SAMkNN#
- class capymoa.classifier.SAMkNN[source]#
Bases:
MOAClassifier
Self Adjusted Memory k Nearest Neighbor.
Self Adjusted Memory k Nearest Neighbor (SAMkNN) [1] is a lazy classifier.
>>> from capymoa.classifier import SAMkNN >>> from capymoa.datasets import ElectricityTiny >>> from capymoa.evaluation import prequential_evaluation >>> >>> stream = ElectricityTiny() >>> classifier = SAMkNN(stream.get_schema()) >>> results = prequential_evaluation(stream, classifier, max_instances=1000) >>> print(f"{results['cumulative'].accuracy():.1f}") 78.6
- __init__(
- schema: Schema,
- random_seed: int = 1,
- k: int = 5,
- limit: int = 5000,
- min_stm_size: int = 50,
- relative_ltm_size: float = 0.4,
- recalculate_stm_error: bool = False,
Self Adjusted Memory k Nearest Neighbor (SAMkNN) Classifier
- Parameters:
schema – The schema of the stream.
random_seed – The random seed passed to the MOA learner.
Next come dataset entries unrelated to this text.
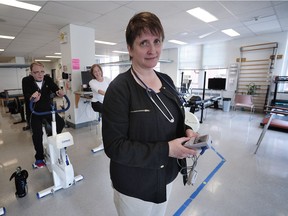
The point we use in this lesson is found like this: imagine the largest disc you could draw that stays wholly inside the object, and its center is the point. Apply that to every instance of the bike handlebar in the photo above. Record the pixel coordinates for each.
(53, 108)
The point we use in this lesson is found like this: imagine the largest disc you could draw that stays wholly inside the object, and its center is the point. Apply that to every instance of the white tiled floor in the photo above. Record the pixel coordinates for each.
(232, 180)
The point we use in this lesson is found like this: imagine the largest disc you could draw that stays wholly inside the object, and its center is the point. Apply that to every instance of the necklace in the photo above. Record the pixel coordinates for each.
(149, 91)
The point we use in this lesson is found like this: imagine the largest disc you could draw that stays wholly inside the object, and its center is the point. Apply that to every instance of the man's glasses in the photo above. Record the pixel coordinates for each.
(38, 72)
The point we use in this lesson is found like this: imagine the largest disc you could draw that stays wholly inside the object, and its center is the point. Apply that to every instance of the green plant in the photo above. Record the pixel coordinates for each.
(252, 88)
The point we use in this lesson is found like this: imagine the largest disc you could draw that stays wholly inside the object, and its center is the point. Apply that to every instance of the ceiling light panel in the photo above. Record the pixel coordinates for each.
(7, 37)
(230, 32)
(104, 42)
(177, 42)
(202, 14)
(22, 5)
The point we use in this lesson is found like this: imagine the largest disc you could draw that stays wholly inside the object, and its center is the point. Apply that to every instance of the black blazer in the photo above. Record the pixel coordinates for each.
(136, 142)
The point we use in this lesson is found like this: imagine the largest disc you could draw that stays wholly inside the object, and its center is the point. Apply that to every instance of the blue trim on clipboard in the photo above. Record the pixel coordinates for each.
(201, 186)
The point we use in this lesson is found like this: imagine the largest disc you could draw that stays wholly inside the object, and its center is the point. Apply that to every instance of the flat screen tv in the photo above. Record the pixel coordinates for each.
(86, 77)
(217, 83)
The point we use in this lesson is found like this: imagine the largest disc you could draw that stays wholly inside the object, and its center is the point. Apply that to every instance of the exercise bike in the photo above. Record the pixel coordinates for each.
(56, 157)
(2, 211)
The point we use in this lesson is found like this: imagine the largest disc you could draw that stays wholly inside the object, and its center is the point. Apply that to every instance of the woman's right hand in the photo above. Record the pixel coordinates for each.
(177, 150)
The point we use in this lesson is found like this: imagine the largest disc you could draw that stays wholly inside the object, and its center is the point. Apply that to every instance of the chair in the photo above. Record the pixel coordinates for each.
(244, 101)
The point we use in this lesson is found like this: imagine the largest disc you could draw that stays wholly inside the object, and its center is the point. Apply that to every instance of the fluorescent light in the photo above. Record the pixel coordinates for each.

k – The number of nearest neighbors.
limit – The maximum number of instances to store.
min_stm_size – The minimum number of instances in the STM.
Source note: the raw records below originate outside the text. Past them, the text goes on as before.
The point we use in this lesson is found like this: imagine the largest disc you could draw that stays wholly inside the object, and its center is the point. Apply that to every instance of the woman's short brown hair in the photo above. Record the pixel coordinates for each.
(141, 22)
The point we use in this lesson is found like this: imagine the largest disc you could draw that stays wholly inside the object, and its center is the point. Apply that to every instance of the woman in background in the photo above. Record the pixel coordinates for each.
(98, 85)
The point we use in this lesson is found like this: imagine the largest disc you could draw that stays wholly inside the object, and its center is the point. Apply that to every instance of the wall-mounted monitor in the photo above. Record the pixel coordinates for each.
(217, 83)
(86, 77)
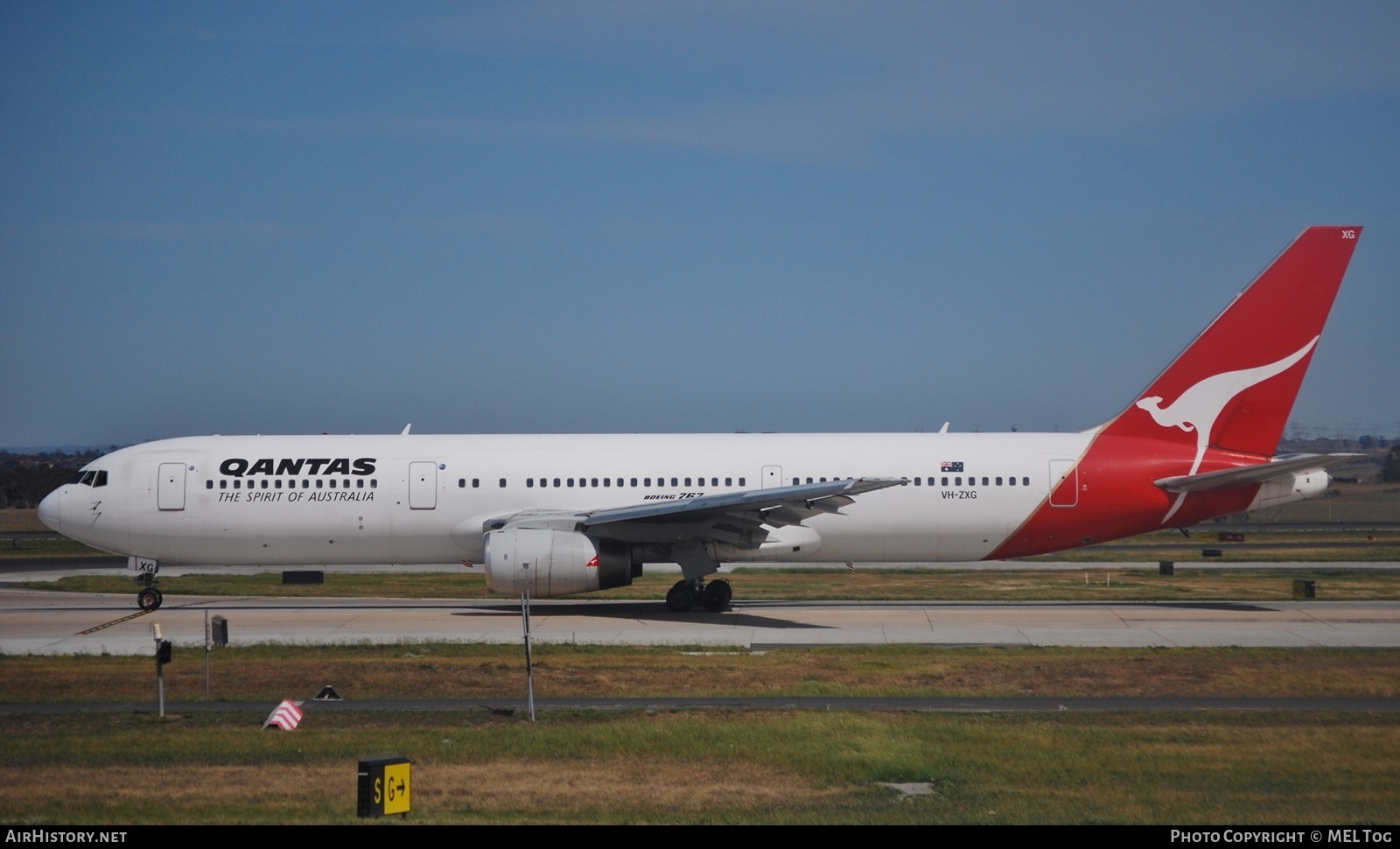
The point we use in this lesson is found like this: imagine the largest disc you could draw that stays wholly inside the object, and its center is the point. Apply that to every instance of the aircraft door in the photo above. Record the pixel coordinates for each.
(1064, 473)
(772, 477)
(422, 485)
(170, 487)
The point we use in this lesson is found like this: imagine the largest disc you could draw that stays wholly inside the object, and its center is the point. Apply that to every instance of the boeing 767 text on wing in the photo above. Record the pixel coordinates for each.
(564, 515)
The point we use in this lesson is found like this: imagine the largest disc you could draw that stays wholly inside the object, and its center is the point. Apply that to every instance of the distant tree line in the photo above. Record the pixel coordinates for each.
(1390, 471)
(27, 478)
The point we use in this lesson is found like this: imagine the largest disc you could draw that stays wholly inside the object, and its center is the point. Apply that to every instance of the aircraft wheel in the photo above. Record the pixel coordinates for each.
(681, 597)
(718, 596)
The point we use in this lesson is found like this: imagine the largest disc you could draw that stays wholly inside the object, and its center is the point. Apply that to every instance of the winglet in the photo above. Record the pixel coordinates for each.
(1234, 387)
relative_ltm_size – The allowed LTM size relative to the total limit.
recalculate_stm_error – Recalculates the error rate of the STM for size adaption (Costly operation). Otherwise, an approximation is used.
- predict(instance)[source]#
Predict the label of an instance.
The base implementation calls
predict_proba()
and returns the label with the highest probability.- Parameters:
instance – The instance to predict the label for.
- Returns:
The predicted label or
None
if the classifier is unable to make a prediction.
- predict_proba(instance)[source]#
Return probability estimates for each label.
- Parameters:
instance – The instance to estimate the probabilities for.
- Returns:
An array of probabilities for each label or
None
if the classifier is unable to make a prediction.
- train(instance)[source]#
Train the classifier with a labeled instance.
- Parameters:
instance – The labeled instance to train the classifier with.
- random_seed: int#
The random seed for reproducibility.
When implementing a classifier ensure random number generators are seeded.